Many businesses will have a harder time surviving the second wave of pandemic lockdowns, as they were already in bad shape to begin with, and of those businesses that survive, many will be struggling with large debt burdens that will limit their growth, economists Beata Caranci and Ksenia Bushmeneva wrote.

The CFIB estimates that 150,000 business in Canada will shut down as a result of the pandemic lockdowns, with 90,000 of those in Ontario.

“Only time will show the true rate of business survivorship and scarring, which will only become evident when temporary financial supports recede along with the pandemic,” the TD economists wrote.

“Significant business exits during the pandemic will leave a void that will need to be filled by new businesses once the crisis is over. Elevated personal saving and lower commercial rents should help new businesses to start on a solid footing.”

Other business groups took a more welcoming tone to Ontario’s new rules.
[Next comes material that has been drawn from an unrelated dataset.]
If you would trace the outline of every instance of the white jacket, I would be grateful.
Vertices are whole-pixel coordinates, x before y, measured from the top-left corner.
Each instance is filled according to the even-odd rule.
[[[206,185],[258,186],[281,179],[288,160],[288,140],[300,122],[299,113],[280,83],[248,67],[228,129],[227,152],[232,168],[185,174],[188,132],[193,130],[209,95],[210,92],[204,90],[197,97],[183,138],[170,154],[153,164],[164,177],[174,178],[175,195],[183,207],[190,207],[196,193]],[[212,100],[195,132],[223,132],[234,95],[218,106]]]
The Ontario Chamber of Commerce (OCC), which is more focused on large businesses, said the best thing for business is to get the virus under control.

“Government efforts need to be focused squarely on improved tracking and tracing, rapid testing, speeding up the current vaccination roll-out and getting support to those who need it most so we can get the province re-opened and back on the path of economic recovery,” OCC president and CEO Rocco Rossi said in a statement.